MECP2 Reactivation Girls and women with Rett have a mutation in only one of their two copies of the MECP2 gene. Like all females, one of the two MECP2 copies is randomly inactivated. The mutated gene is active and making defective protein in approximately half of all cells in the body, while the healthy copy of the MECP2 gene in those cells is silenced.

Reactivate the silent copy and theoretically Rett is cured. There is a healthy copy of MECP2 in every cell, we don’t have to deliver it, it’s already there, we just have to find a way to wake it up.  

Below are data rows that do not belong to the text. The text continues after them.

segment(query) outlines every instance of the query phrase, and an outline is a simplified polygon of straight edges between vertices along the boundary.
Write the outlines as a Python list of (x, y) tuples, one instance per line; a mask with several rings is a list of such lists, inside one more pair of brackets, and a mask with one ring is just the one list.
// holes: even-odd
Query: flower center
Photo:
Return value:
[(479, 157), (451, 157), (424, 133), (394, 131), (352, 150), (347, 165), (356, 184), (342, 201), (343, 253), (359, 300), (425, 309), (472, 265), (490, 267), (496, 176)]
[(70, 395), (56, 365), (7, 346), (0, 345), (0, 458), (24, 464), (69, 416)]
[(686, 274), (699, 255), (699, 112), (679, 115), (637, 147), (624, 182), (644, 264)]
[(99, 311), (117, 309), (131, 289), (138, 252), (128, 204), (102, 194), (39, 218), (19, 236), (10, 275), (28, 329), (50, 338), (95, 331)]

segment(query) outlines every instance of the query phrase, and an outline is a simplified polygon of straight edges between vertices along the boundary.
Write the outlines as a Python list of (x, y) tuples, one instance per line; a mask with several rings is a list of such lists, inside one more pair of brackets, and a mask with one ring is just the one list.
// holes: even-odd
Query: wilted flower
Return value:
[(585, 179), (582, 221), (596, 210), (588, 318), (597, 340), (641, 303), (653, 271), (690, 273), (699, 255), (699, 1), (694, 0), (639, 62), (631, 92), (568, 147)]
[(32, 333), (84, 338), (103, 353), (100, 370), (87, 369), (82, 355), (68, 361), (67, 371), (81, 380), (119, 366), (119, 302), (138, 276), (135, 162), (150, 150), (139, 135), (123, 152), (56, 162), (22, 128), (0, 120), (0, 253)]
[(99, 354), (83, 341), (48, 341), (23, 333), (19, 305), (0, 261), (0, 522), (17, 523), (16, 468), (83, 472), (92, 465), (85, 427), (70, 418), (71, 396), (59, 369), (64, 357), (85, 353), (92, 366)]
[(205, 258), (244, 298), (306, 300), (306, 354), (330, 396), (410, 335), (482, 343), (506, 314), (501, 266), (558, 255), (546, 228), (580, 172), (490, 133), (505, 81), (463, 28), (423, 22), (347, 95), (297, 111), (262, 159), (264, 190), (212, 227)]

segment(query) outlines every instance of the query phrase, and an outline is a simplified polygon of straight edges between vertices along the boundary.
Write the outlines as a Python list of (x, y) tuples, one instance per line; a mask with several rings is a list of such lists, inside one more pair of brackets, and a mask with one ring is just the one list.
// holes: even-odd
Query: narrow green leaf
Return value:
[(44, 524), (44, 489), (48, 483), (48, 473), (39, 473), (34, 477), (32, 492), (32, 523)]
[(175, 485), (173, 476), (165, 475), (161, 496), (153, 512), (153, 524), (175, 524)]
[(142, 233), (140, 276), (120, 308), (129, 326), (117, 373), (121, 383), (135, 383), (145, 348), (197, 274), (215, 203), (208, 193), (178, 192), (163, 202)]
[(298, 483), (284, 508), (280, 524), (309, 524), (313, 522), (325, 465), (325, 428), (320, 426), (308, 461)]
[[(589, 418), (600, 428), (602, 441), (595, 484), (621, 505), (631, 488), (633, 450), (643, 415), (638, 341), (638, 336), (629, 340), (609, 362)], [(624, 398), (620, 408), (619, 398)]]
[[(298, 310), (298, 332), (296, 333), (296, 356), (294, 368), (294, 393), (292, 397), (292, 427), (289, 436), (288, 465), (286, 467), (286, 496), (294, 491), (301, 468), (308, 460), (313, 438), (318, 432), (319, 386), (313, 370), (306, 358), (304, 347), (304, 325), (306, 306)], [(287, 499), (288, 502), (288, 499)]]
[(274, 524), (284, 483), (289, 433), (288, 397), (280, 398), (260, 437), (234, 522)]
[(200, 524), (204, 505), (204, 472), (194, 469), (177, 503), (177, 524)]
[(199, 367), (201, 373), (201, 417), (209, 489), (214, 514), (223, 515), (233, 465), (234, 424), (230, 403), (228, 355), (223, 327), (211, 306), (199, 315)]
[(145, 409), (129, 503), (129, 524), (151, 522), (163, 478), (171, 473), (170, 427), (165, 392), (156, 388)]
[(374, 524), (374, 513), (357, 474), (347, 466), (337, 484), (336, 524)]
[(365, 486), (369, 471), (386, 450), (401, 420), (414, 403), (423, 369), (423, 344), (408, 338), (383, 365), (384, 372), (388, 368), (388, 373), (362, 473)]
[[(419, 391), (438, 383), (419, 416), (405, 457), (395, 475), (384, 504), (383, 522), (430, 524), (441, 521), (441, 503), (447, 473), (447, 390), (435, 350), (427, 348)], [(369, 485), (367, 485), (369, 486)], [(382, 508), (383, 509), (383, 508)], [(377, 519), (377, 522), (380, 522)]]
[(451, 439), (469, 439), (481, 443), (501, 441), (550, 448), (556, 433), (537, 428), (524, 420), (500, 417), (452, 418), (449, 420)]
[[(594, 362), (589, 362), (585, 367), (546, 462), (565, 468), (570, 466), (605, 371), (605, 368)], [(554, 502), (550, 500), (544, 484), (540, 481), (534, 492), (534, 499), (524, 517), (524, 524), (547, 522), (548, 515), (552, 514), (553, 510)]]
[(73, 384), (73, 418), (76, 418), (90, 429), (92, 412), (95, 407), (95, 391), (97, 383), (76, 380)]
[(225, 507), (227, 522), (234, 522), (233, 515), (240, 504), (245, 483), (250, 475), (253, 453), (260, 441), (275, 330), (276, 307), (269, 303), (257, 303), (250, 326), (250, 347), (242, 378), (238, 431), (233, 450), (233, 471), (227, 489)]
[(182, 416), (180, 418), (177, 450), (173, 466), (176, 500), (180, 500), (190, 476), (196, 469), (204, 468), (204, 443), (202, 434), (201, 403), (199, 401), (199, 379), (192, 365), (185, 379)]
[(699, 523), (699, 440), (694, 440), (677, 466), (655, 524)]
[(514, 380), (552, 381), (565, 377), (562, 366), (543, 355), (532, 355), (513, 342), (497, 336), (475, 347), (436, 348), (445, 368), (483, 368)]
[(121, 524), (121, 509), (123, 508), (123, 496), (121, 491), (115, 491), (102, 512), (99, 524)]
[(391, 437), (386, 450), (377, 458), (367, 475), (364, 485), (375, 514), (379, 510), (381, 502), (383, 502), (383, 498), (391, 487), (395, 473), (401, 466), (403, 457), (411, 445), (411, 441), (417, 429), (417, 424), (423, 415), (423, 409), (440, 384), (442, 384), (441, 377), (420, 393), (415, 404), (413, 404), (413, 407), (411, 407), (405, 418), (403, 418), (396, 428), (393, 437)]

RNA Editing The possibility of editing RNA has profound therapeutic potential, but has remained largely theoretical. Focused investments by RSRT have already demonstrated the potential for correcting MECP2 mutations at the level of RNA. We are currently increasing our investment to aggressively pursue this therapeutic approach. Goals during the next three years are to improve specificity and efficiency of editing RNA in the brain and to identify optimal delivery methods.  


Protein replacement RSRT is collaborating with a biotech company that has developed a technology to deliver proteins to the brain. Alternative technologies are also being developed.   Covering every base RSRT's four curative approaches intervene at all three stages of the “gene to protein” process. This multi-pronged strategy greatly increases the chance of success.